In the words of Mustapha Oladepo, a member of the Federal House of Representatives between 1979 and 1983, General Yakubu Gowon (Head of State at 32 years of age) was Nigeria’s best ever Head of state or you call it president.
On the other hand, the views of a good number of Nigerians on the worst president is between late General Sani Abacha and General Ibrahim Badamosi Babangida (IBB).
IBB fondly called Nigeria became the Head of State in his early 40s, also a youth. He is said to have committed so many sins and crimes. He was said to have plunged the country into its present economic quagmire.
Some of Babangida’s main sins as mentioned by Nigerians include: Structural Adjustment Programme (SAP), devaluation of naira, IMF loan, embezzling of gulf oil money and annulment of June 12 presidential election.
1. EMPTY PROMISES
There used to be a time when Nigerian youths believed so much in the word hope. The young minds believed so much in those piloting the affairs of the country then. The symbiosis between the leaders and the followings was very strong. The word ‘trust’ was seen to exist.
There used to be a time when Nigeria’s education system was the toast of foreigners. Students from other countries school in the country. Likewise, there was hardly anything like medical tourism. The country was moving in the right direction in almost all facets of human lives.
As years roll by, self-centered leaders took over the reins of leadership. This led to the collapse of all facets of life and institutionalisation of corruption.
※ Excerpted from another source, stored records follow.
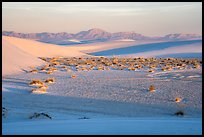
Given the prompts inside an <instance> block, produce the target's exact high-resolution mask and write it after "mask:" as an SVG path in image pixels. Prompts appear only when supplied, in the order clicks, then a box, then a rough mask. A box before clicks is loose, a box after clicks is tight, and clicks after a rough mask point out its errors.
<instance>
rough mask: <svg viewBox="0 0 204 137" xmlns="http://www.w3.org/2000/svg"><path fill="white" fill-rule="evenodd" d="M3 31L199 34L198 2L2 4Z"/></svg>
mask: <svg viewBox="0 0 204 137" xmlns="http://www.w3.org/2000/svg"><path fill="white" fill-rule="evenodd" d="M2 27H3V30H7V31H16V32H24V33H32V32H70V33H76V32H79V31H82V30H88V29H91V28H101V29H103V30H105V31H108V32H120V31H134V32H136V33H141V34H144V35H147V36H159V35H166V34H169V33H196V34H202V3H201V2H3V3H2Z"/></svg>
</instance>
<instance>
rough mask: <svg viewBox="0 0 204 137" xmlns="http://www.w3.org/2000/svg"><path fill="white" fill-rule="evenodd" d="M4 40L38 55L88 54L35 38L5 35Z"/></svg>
mask: <svg viewBox="0 0 204 137" xmlns="http://www.w3.org/2000/svg"><path fill="white" fill-rule="evenodd" d="M3 40H5V41H8V42H9V43H11V44H12V45H15V46H16V47H18V48H19V49H21V50H22V51H24V52H26V53H29V54H31V55H33V56H36V57H54V56H67V57H73V56H83V55H86V54H84V53H82V52H79V51H78V50H76V49H74V48H72V47H62V46H57V45H54V44H47V43H41V42H37V41H34V40H27V39H20V38H14V37H7V36H3Z"/></svg>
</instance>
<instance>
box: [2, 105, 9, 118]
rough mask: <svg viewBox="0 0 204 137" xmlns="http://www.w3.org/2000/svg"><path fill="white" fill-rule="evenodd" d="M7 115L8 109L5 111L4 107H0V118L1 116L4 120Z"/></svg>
mask: <svg viewBox="0 0 204 137" xmlns="http://www.w3.org/2000/svg"><path fill="white" fill-rule="evenodd" d="M7 115H8V109H6V108H5V107H2V116H3V117H4V118H6V117H7Z"/></svg>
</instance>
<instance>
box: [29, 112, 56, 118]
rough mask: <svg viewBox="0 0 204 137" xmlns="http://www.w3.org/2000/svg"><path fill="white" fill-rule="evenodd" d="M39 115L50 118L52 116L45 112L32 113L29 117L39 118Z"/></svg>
mask: <svg viewBox="0 0 204 137" xmlns="http://www.w3.org/2000/svg"><path fill="white" fill-rule="evenodd" d="M40 117H45V118H49V119H52V117H51V116H49V115H48V114H46V113H34V114H33V115H32V116H30V117H29V119H33V118H40Z"/></svg>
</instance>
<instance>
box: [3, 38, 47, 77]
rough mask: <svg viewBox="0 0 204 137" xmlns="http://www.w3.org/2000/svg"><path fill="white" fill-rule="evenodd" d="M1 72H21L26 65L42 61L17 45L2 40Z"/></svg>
mask: <svg viewBox="0 0 204 137" xmlns="http://www.w3.org/2000/svg"><path fill="white" fill-rule="evenodd" d="M2 46H3V48H2V64H3V65H2V74H3V76H4V75H9V74H15V73H18V72H22V71H23V70H22V69H26V68H27V67H28V66H35V65H39V64H42V63H43V61H42V60H40V59H38V58H36V57H35V56H33V55H30V54H28V53H26V52H24V51H22V50H20V49H19V48H18V47H16V46H14V45H12V44H10V43H9V42H7V41H5V40H2Z"/></svg>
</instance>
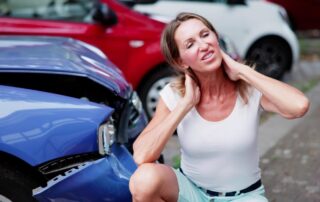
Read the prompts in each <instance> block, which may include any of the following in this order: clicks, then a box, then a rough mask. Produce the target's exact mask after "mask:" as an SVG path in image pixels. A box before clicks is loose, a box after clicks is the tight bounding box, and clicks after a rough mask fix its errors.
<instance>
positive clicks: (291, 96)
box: [130, 13, 309, 202]
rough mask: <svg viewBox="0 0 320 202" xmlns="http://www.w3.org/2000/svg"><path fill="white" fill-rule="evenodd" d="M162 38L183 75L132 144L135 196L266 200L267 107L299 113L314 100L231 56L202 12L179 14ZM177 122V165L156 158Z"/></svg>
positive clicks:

The Nigerian youths saw what the corrupt elders were doing and in little or no time they also became like them. For the frustrated young Nigerians, they left the country and are still leaving Nigeria either through the front or back door. Some died in the desert while trying to cross to Europe, while others perished in the high sea. Xenophobic attacks and racism were also lynched on these young minds, just because they saw Nigeria as a living hell!
Who is to blame for all these unnecessary problems? No one, except the three arms of government (legislature, executive and judiciary).
2. TAKING THE BULL BY THE HORN
There is no rocket science in solving any challenge. However, if the country believes corruption is the order of the day, then the youths will have to keep on hoping till eternity.
As long as Nigerian youths don’t see any light at the end of the tunnel, brain drain will continue to be on the rise.
It is the job of the leaders of every nation to create a society the youths would be proud of and not the one that may go into conflagration.